Daily Bulletin Archive

September 24, 2012

As of 8 a.m., Sept. 4, Yellowstone officially entered its acceptance test period. While this represents a major milestone, the first week was not without its challenges. The primary issue was assuring that system state can be preserved on the diskless nodes across a cold start, stabilizing the FDR InfiniBand interconnect and reducing interference in the communications as the workload approached the full 4,500-node capacity of Yellowstone.

IBM and Mellanox have resolved several sources of problems, and since 04:15 Sept. 12, CISL staff have been running the full system workload comprised of six different benchmark codes with a 99.94% success rate. IBM benchmark runs have shown compute performance very close to the expected 28.9 "Bluefire-equivalents," and GLADE benchmark performance has also shown better than 80 GB/s for reads and better than 90 GB/s for writes.

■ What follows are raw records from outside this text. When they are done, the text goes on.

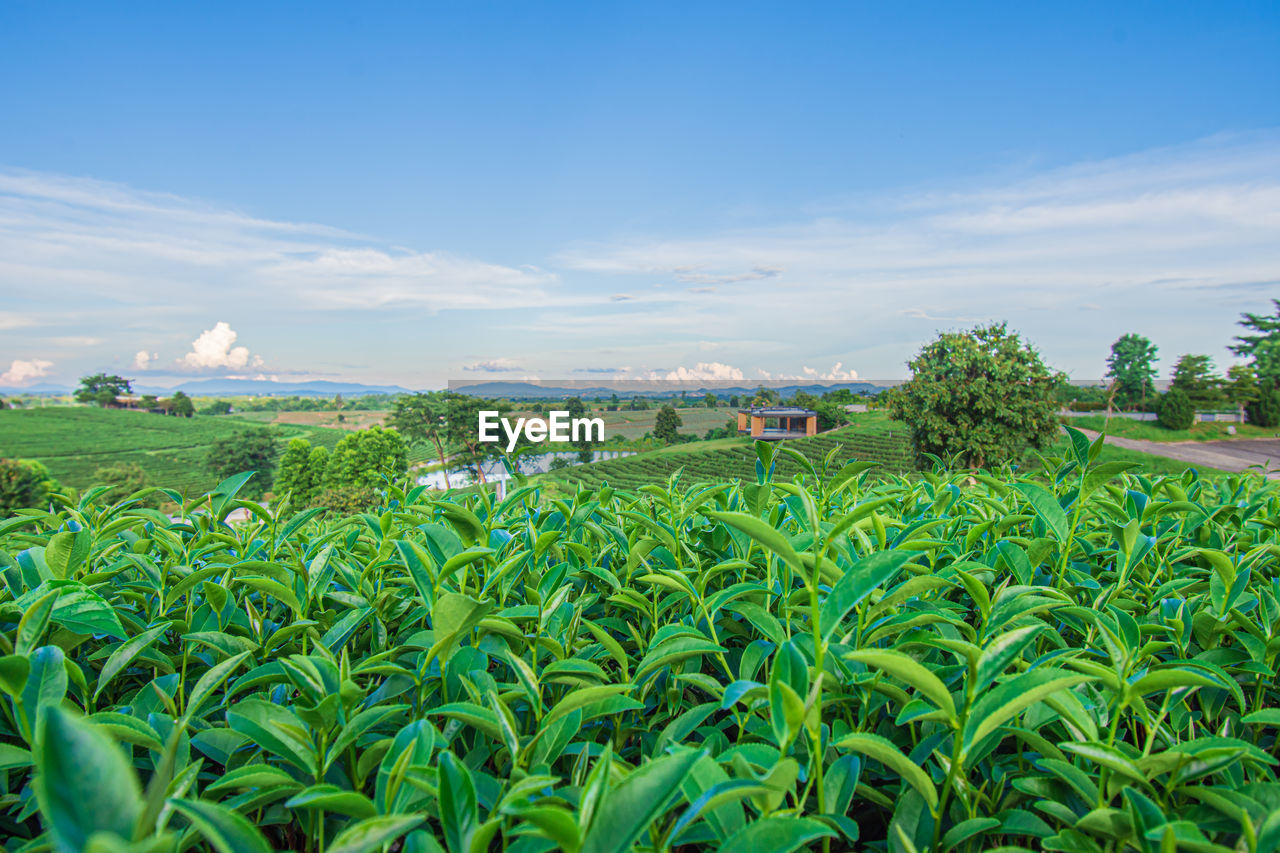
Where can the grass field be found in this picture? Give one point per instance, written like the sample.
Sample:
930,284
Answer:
873,437
329,418
634,424
734,459
1150,430
74,442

The ATP workload testing will continue for the coming weeks, and IBM and Mellanox will continue to troubleshoot problem nodes, cables, and software configurations to improve the stability and performance of the system. While it is still too early to identify a specific date for Yellowstone to pass acceptance testing, CISL remains confident that early October is the likely timeframe.

September 18, 2012

As a reminder, NCAR's Computational and Information Systems Laboratory (CISL) invites NSF-supported university researchers in the atmospheric, oceanic, and related sciences to submit large allocation requests for the petascale Yellowstone system by September 17, 2012. Revised instructions have been posted for the next round of Large University Allocations, and all requesters are strongly encouraged to review the instructions before preparing their submissions.

These requests will be reviewed by the CISL High-performance computing Advisory Panel (CHAP), and there must be a direct linkage between the NSF award and the computational research being proposed. Please visit http://www2.cisl.ucar.edu/docs/allocations for more university allocation instructions and opportunities.

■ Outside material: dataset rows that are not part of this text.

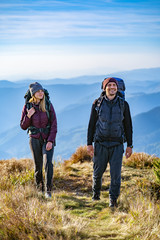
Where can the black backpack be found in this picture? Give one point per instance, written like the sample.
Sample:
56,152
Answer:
33,130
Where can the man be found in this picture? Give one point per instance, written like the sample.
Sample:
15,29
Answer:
110,121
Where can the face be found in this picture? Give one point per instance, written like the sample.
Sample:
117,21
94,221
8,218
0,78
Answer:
39,95
111,89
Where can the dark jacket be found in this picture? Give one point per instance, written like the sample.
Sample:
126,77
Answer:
94,125
40,120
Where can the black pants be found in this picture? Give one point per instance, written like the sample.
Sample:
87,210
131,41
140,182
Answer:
39,152
103,156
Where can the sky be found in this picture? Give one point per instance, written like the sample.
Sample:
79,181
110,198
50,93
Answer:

Allocations will be made on Yellowstone, NCAR's new 1.5-petaflops IBM iDataPlex system, the new data analysis and visualization clusters (Geyser and Caldera), the 11-PB GLADE disk resource, and the HPSS archive. Please see https://www2.cisl.ucar.edu/resources/yellowstone for more system details.

For the much larger Yellowstone resource, the threshold for Small University Allocations has been increased to 200,000 core-hours. Researchers with smaller-scale needs can now submit small allocation requests; see http://www2.cisl.ucar.edu/docs/allocations/university.

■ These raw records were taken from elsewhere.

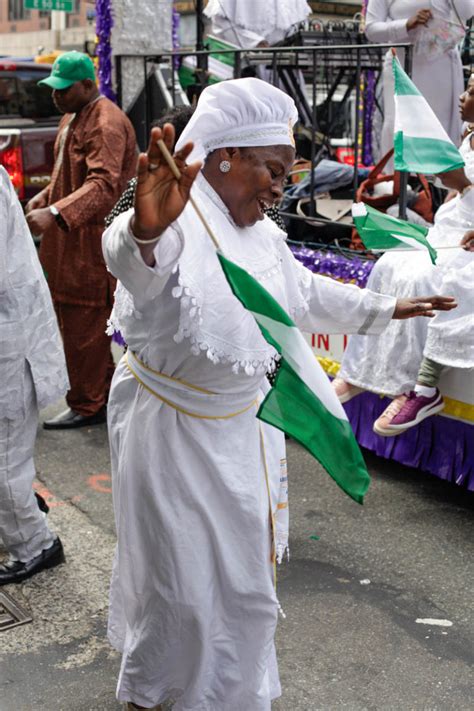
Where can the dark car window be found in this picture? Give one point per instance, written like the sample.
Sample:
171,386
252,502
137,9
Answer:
21,96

Questions may be addressed to: David Hart, User Services Manager, 303-497-1234, dhart@ucar.edu

September 13, 2012

Bluefire downtime Tuesday, September 11 from 6:00am - 1:00pm

HPSS downtime Wednesday, September 12 from 7:00am - 11:00am

No Scheduled Downtime: DAV, GLADE, Lynx

September 10, 2012

With Yellowstone soon to enter its acceptance testing period, CISL will no longer be accepting new project requests for the Bluefire environment from university PIs or NCAR labs. CISL will use the opportunity to help ensure a smooth transition to the new accounting system for Yellowstone, migrate all recently created projects to Yellowstone, and focus on setting up users and projects for the new environment.

After Sept. 7, a project lead may still add users to existing projects, and most other updates to existing projects will be accommodated.

Starting Monday, Sept. 10, university users will be able to submit small allocation requests for the Yellowstone system. New project requests will be queued and prepared for Yellowstone.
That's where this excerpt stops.